Ed Note: It seems that any discussion of works, or works inspired by H.P.Lovecraft require a disclaimer, a sort of preemptive dismissal of Lovecraft as a person. So I’ll do that here. Lovecraft was tremendous racist. Those elements populate his stories, and their tropes.

Looking at his legacy, I also frankly feel a sense of pity. It’s hard not to feel such a thing for someone who found existential dread in the concept of air conditioning.

Whenever I want to illustrate how different types of stories lend themselves to different gameplay experiences, I tend to compare Dungeons and Dragons, and Call of Chtulhu. Both are tabletop RPG’s, generally about a group of characters working together, often to try to save the world.

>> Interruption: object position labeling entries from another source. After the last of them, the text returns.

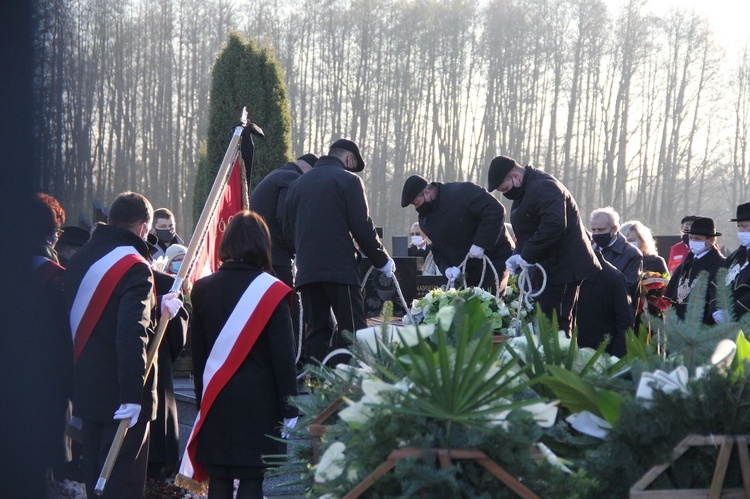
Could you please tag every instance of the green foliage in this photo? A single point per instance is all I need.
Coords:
(646, 435)
(691, 338)
(463, 385)
(244, 75)
(456, 383)
(551, 348)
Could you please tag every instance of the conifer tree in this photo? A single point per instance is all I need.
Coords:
(244, 75)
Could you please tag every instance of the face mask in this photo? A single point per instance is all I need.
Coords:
(697, 247)
(165, 235)
(514, 192)
(425, 208)
(602, 240)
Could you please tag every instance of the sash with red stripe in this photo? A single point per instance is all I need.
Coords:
(95, 291)
(236, 339)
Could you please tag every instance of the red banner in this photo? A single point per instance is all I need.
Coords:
(207, 260)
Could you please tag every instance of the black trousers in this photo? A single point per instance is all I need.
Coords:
(561, 299)
(128, 477)
(318, 299)
(284, 274)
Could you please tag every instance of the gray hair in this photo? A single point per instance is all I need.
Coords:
(612, 216)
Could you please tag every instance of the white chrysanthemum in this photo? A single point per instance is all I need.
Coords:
(445, 316)
(409, 333)
(357, 414)
(331, 463)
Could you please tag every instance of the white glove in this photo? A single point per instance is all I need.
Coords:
(289, 424)
(389, 268)
(476, 251)
(721, 316)
(126, 411)
(452, 273)
(171, 304)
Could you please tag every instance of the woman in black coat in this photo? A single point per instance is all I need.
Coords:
(249, 409)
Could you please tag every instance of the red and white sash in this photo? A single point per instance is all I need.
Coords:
(96, 289)
(236, 339)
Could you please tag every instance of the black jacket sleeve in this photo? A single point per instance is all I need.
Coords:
(133, 319)
(361, 225)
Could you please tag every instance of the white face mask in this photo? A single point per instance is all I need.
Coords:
(697, 247)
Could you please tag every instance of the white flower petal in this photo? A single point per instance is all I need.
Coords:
(331, 463)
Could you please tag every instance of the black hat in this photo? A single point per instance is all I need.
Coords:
(743, 213)
(74, 236)
(309, 158)
(353, 148)
(412, 187)
(703, 226)
(499, 169)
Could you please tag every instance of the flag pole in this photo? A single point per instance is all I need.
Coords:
(186, 269)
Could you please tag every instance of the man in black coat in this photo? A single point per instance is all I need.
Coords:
(604, 308)
(605, 230)
(164, 232)
(738, 273)
(268, 199)
(461, 218)
(549, 231)
(704, 256)
(325, 208)
(49, 329)
(164, 431)
(110, 365)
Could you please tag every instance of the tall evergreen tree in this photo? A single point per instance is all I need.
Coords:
(244, 75)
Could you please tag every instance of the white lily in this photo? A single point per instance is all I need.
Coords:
(552, 458)
(545, 413)
(590, 424)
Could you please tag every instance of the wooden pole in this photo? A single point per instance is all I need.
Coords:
(199, 236)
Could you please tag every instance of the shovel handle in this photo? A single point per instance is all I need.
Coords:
(114, 450)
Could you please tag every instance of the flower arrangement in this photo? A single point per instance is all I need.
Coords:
(565, 421)
(505, 315)
(653, 285)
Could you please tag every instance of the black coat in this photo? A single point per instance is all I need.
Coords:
(604, 308)
(325, 208)
(739, 279)
(164, 446)
(686, 273)
(461, 215)
(253, 403)
(111, 367)
(49, 331)
(549, 231)
(268, 200)
(654, 263)
(627, 259)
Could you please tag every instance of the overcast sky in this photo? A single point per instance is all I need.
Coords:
(729, 18)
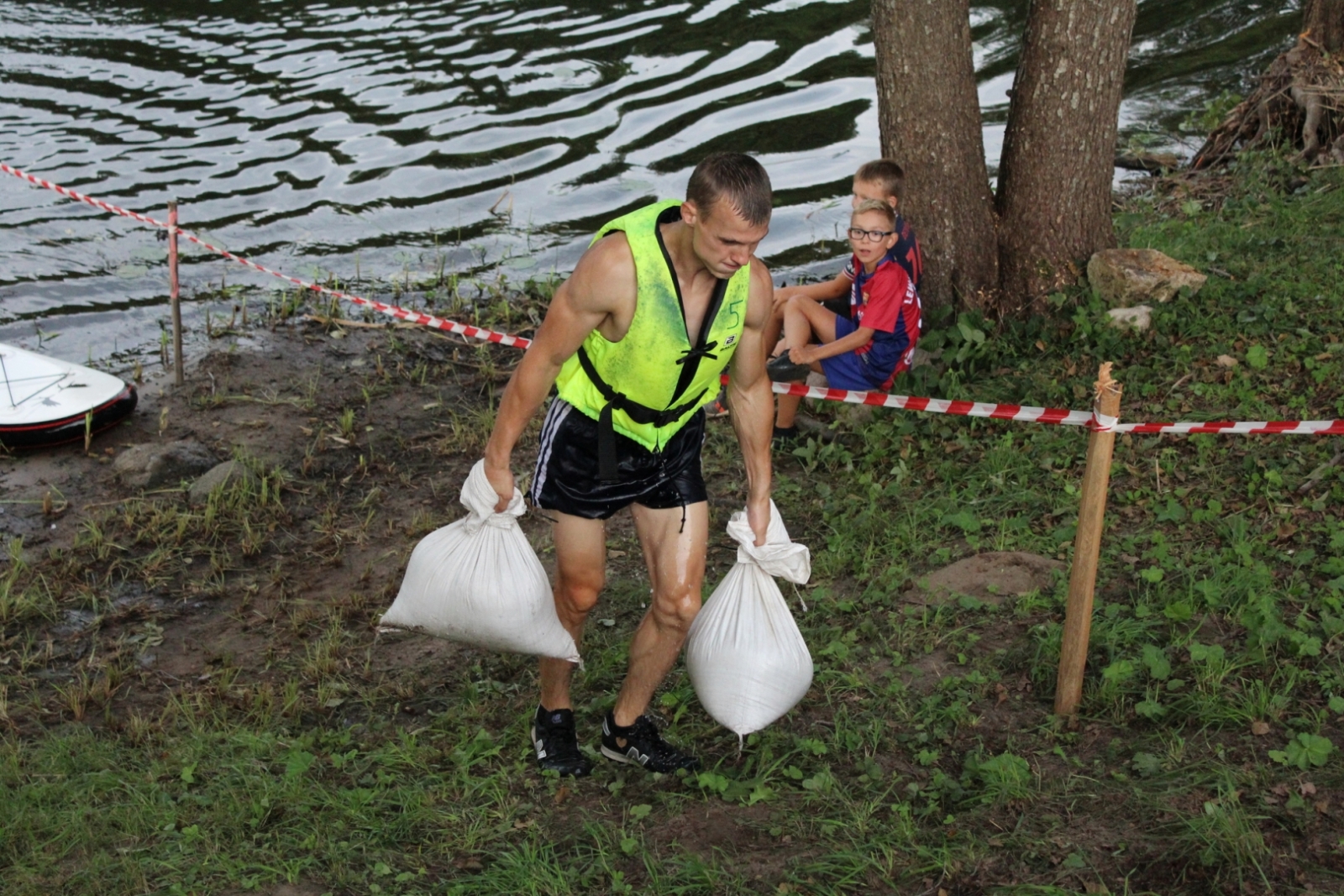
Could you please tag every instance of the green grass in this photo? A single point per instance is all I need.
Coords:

In modern DND characters can get hit with swords, fireballs, poison and spike traps and keep trucking.

In Call of Cthuhlu, it’s a incredible victory if everyone is even alive after a given session, regardless of how many limbs they have left. Or if they now have extra! Both are possible.

In that sense then, Arkham Horror: The Card Game felt fairly reflective of the brand. I played through the intro campaign with a friend, and by the end both of our characters were worse for wear, and we only just barely stopped Arkham from being leveled via throwing someone else into a wailing mouth of tentacles.

A classic.

It’s also a bit muddly to try to summarize the mechanics. The players do all the normal things that Lovecraft protagonists do, but now with cards. They travel from location to location (cards), equip gear (cards), fight enemies (cards), and take damage (not cards, tracking chits).

The most re-used mechanic then is the idea of the skill check. There are four skills, and players will be given a number to try to beat. This is done by drawing from a bag of numeric modifiers. Some are positives, most are negative, and a few are conditional. There’s also an instant failure! Some of these checks can be quite high, necessitating either burning cards from your hand to pump the check, or having a friend help you by doing the same.

Notably, cards are burned before the modifier is revealed. As such, playing cards directly into a automatic failure is possible, and does not feel good.

Skill checks are used for attacking enemies, interacting with locations, and searching for clues. It’s the first situation mentioned above that causes the most problems, as enemies remain attacking you until dealt with, either by you or a friend.

Enemies, by the way, do not use random checks. Their attacks will always connect. Their dark plans always tick forward. Luck is only a factor for the player, not the grand things that dwell in the spaces between space.

I don’t know if I like the Arkham Horror card game. My primary experience of it is a sense of disappointed relief after completion. I was a alive, but those I had sacrificed were not. I feel no call to purchase the expansions and add-ons, to delve ever deeper into a world of mysteries, unpleasant secrets, and cosmic horror, not because I lack curiosity, but because I will never truly win. Because victory is not victory, it is a mere delaying of inevitable death, because I cannot kill the un-killable, because a stat block for the things that lurk is the dark is a cruel joke, numbers that can only at best sketch a foolish outline of inconceivable majesty.

Arkham Horror: The Card Game is $60.